Aunque este año hemos tenido exposiciones tales como As
Palabras da Pintura y la de Nancy Spero, que serán muy difíciles
de
repetir.
El pasado mes de octubre tuvo lugar en el Marco de Vigo
un
encuentro bilateral entre directores de museos y centros de
arte contemporáneo de España y Francia con el fin
de propiciar
el diálogo entre éstas instituciones. Este tipo de
iniciativas
¿ha tenido alguna repercusión?
Creo que todo momento en que se auspicie un encuentro entre
directores de museos de arte contemporáneo es muy positivo,
tanto para intercambiar opiniones como experiencias.

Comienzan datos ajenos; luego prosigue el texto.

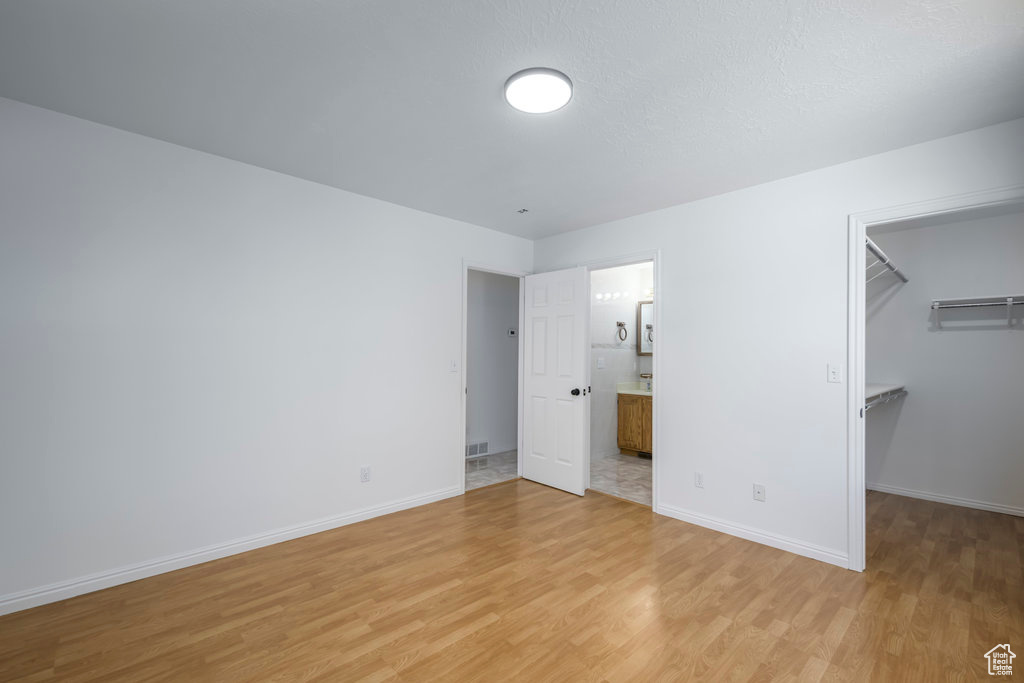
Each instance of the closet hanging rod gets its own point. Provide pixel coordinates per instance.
(978, 302)
(883, 259)
(885, 398)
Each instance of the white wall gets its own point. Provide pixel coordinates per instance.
(753, 305)
(195, 351)
(493, 360)
(621, 360)
(957, 432)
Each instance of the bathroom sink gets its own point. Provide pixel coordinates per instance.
(637, 388)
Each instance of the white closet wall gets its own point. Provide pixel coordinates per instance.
(957, 433)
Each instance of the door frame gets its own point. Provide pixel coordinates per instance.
(858, 225)
(468, 265)
(654, 256)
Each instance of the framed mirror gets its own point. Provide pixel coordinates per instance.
(645, 328)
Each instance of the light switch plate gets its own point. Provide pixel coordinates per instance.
(835, 374)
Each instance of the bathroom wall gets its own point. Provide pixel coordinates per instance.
(956, 435)
(493, 360)
(627, 285)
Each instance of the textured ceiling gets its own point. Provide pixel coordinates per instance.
(402, 100)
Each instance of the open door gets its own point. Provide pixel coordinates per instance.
(555, 388)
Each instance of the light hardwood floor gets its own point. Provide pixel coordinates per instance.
(519, 582)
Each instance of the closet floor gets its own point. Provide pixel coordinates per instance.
(492, 469)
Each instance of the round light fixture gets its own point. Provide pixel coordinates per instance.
(538, 90)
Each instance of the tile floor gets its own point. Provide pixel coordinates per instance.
(625, 476)
(492, 469)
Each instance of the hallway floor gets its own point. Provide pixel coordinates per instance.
(623, 476)
(486, 470)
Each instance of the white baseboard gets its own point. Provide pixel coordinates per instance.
(68, 589)
(949, 500)
(758, 536)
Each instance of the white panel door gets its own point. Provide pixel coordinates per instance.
(555, 390)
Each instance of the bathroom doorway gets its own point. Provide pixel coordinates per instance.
(493, 318)
(623, 341)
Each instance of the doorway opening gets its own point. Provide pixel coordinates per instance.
(622, 360)
(492, 378)
(937, 311)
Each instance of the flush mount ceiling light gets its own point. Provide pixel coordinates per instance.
(538, 90)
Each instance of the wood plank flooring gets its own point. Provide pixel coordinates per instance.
(519, 582)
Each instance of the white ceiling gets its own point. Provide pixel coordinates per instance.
(401, 99)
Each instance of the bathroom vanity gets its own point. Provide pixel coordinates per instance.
(635, 418)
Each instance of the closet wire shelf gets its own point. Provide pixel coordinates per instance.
(978, 302)
(882, 259)
(879, 395)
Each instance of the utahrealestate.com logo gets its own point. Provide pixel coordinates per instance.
(1000, 660)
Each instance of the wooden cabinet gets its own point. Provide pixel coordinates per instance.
(635, 418)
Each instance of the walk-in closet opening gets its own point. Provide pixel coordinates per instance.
(943, 360)
(623, 341)
(492, 378)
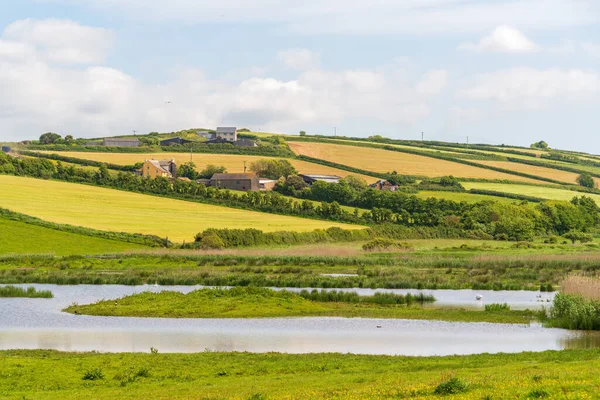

¿Considera necesario desvincular la dirección
de los museos
y los programas museísticos del poder político?
Los directores de los centros de arte contemporáneo públicos
tenemos
una gran ventaja, y es que la financiación te viene dada.
En
cuanto a la programación, en el CGAC se hace desde el patronato
y te puedo asegurar que nunca ha habido injerencias.
Por otro lado, normalmente a los directores de este tipo de centros
se nos elige desde un patronato y de este depende nuestra permanencia
en el cargo.
¿Cuál es en su opinión el modelo más
idóneo para la elección
de un director de un museo o centro de arte?
Para escoger a un director creo que se tienen que tener en cuenta
dos premisas fundamentales. En primer lugar hacer una reflexión
sobre lo que se quiere, es decir, establecer cuales son las líneas
de
actuación que han de regir la dirección del centro
o museo. Y en
segundo lugar, que los candidatos que opten al puesto presenten
un plan de trabajo, un currículo y un perfil más o
menos abierto al
diálogo.
¿Cuáles son los proyectos con los que se enfrenta
el CGAC
para 2005?
Iniciamos el año con dos exposiciones, A Galicia Moderna
y la de
Pedro Calapez. Pero es nuestro objetivo incrementar más las
actividades
que el número de exposiciones. Asimismo, consideramos
muy necesario la creación de espacios de debate y para ello
contamos
con la colaboración de la Facultad de Bellas Artes de
Pontevedra. También queremos retomar el perfil de exposiciones
retrospectivas de artistas gallegos. Este año tendrán
lugar las
exposiciones de Din Matamoro, comisariada por José Jiménez,
y de
Xesús Vázquez, comisariada por Juan Manuel Bonet.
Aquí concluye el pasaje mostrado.